Lula destacou a importância de o Brasil aprofundar seus conhecimentos nesse campo, ressaltando que o país possui um vasto potencial ignorado. “Sinceramente, achei que éramos quase analfabetos nesse assunto, mas ficou claro que temos muito a aprender e a explorar”, afirmou o presidente. Ele também mencionou as negociações em curso com o governo dos EUA para evitar a imposição de tarifas sobre produtos brasileiros, ao mesmo tempo em que a Casa Branca busca acordos para explorar os minerais críticos no Brasil.
O Ministério de Minas e Energia, em um esforço para transformar o cenário mineral do Brasil até 2050, apresentou ao Conselho Nacional de Política Energética um plano ambicioso que visa aumentar a participação do Brasil na produção global de minerais críticos de 8,3% para 12,2%. Esse objetivo se fundamenta em projeções da Agência Internacional de Energia e considera as reservas conhecidas no país, com o intuito de alinhar a capacidade produtiva do setor.

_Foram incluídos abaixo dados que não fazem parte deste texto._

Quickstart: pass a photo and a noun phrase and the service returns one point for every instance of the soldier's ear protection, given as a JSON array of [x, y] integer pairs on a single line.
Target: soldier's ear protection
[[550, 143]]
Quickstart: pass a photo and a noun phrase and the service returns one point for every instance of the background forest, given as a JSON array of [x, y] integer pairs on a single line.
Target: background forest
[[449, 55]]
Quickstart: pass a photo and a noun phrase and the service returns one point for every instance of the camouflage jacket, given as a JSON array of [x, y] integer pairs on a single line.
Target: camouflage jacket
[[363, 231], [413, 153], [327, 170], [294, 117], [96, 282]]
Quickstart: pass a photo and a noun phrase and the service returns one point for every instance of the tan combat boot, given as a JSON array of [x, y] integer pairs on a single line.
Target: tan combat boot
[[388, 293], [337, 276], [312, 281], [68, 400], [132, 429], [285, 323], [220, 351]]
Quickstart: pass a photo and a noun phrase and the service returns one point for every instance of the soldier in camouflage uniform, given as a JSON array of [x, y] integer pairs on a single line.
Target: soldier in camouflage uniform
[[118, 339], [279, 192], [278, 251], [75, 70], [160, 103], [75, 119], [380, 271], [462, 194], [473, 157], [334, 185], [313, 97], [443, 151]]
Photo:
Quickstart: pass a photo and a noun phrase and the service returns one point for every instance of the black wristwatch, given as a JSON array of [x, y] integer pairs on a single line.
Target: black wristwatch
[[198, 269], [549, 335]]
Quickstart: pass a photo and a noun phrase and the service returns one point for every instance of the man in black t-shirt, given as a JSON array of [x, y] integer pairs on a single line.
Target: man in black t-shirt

Além disso, o Plano Nacional de Mineração (PNM) 2050 delineia diretrizes para investimento, regulação, pesquisa mineral e sustentabilidade, com a promessa de um documento mais detalhado a ser publicado em breve. Em meio a essa corrida global por recursos minerais, a mineradora Serra Verde, localizada em Goiás e a única fora da Ásia a produzir em escala os quatro elementos magnéticos essenciais, foi adquirida pela empresa americana USA Rare Earth por US$ 2,8 bilhões.
Lula finalizou sua participação na reunião enfatizando uma mudança significativa na trajetória do Brasil na exploração de terras raras, destacando a intenção do país de não se limitar a exportar matéria-prima, mas, sim, inteligência e inovações. Essa abordagem poderá distanciar o Brasil da simples condição de fornecedor de matérias-primas e sinaliza uma nova era na gestão dos recursos minerais no país.